Add solutions file

mblue9 · mblue9 · commit 81d9719f0054 · 2020-07-27T15:03:02.000+10:00
diff --git a/vignettes/solutions.Rmd b/vignettes/solutions.Rmd
@@ -0,0 +1,196 @@
+---
+title: "Bioc 2020 Tidytranscriptomics Solutions"
+output: rmarkdown::html_vignette
+vignette: >
+  %\VignetteIndexEntry{Solutions}
+  %\VignetteEngine{knitr::rmarkdown}
+  %\VignetteEncoding{UTF-8}
+---
+
+Questions:  
+1. What is the Fraction of Variance for PC1 and PC2? What do PC1 and PC2 represent?  
+2. How many DE genes are there for treated vs untreated?
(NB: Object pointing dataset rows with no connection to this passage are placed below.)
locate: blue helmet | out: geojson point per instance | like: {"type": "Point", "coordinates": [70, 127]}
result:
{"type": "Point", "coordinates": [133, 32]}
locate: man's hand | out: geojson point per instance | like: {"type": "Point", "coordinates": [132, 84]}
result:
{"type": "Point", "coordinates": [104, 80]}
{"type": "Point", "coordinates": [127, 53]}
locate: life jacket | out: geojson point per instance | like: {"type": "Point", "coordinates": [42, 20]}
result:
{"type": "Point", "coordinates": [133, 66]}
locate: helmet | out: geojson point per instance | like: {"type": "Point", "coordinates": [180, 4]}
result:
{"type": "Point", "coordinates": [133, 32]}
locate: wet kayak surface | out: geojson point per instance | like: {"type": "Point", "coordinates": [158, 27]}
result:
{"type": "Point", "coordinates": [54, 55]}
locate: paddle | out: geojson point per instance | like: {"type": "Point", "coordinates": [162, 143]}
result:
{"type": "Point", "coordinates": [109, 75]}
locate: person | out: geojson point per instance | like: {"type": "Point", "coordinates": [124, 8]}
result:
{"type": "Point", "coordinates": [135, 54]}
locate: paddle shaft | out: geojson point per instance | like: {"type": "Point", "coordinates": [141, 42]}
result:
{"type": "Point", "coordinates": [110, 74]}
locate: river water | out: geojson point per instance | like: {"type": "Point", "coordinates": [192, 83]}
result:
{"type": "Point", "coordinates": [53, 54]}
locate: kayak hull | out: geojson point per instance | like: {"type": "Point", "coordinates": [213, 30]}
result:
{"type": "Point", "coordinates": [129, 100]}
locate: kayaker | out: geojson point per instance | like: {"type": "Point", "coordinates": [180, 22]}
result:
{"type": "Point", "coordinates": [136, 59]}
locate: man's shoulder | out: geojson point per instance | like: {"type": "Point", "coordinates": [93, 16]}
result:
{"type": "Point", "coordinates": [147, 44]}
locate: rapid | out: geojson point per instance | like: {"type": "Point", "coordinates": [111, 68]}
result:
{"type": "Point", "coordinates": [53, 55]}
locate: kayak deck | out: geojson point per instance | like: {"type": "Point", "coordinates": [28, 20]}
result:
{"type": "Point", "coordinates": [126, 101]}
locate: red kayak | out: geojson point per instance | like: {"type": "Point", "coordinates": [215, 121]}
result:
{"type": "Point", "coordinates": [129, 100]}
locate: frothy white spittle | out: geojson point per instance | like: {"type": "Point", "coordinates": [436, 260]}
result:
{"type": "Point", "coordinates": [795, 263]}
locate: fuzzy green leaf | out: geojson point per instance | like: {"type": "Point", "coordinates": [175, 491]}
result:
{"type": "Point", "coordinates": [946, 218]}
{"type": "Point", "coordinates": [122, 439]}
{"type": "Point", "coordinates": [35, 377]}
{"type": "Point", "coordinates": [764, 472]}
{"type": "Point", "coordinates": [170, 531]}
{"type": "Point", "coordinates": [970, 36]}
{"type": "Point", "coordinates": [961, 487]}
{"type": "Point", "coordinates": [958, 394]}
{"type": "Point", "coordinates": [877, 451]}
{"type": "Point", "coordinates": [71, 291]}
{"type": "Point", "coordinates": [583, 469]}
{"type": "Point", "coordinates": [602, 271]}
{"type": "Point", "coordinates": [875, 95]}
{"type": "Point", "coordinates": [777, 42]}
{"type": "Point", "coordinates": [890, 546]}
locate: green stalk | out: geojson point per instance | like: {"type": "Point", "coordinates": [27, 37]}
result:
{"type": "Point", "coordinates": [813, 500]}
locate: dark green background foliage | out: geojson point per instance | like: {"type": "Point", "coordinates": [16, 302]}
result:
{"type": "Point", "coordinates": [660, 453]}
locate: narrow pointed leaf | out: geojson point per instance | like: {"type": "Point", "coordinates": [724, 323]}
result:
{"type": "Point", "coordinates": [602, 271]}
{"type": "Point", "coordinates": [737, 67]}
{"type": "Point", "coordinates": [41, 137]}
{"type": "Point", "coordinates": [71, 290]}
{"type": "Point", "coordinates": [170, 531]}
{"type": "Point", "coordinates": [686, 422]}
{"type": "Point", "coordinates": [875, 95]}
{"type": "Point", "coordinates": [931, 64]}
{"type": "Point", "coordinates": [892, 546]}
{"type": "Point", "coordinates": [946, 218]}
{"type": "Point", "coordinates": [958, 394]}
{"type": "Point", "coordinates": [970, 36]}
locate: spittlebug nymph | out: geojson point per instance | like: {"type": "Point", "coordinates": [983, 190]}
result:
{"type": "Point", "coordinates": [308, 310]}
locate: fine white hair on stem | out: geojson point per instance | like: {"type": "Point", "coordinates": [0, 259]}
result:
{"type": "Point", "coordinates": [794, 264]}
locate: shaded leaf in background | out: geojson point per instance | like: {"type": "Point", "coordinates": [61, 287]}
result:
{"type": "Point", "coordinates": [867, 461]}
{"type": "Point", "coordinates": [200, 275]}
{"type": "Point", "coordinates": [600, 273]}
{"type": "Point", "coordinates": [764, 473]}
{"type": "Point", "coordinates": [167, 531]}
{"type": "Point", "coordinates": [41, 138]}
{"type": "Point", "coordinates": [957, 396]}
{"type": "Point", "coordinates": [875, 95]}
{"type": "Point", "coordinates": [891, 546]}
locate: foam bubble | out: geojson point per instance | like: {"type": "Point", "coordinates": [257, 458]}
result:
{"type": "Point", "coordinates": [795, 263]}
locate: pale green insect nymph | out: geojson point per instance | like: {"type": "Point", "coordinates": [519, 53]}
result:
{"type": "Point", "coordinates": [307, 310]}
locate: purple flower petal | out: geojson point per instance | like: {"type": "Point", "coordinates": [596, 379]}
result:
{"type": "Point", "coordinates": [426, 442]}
What is the top DE gene by P value?  
+3. What code can generate a heatmap of variable genes (starting from count_scaled)?  
+4. What code can you use to visualise expression of the pasilla gene (gene id: FBgn0261552)  
+5. What code can generate an interactive volcano plot that has gene symbols showing on hover?  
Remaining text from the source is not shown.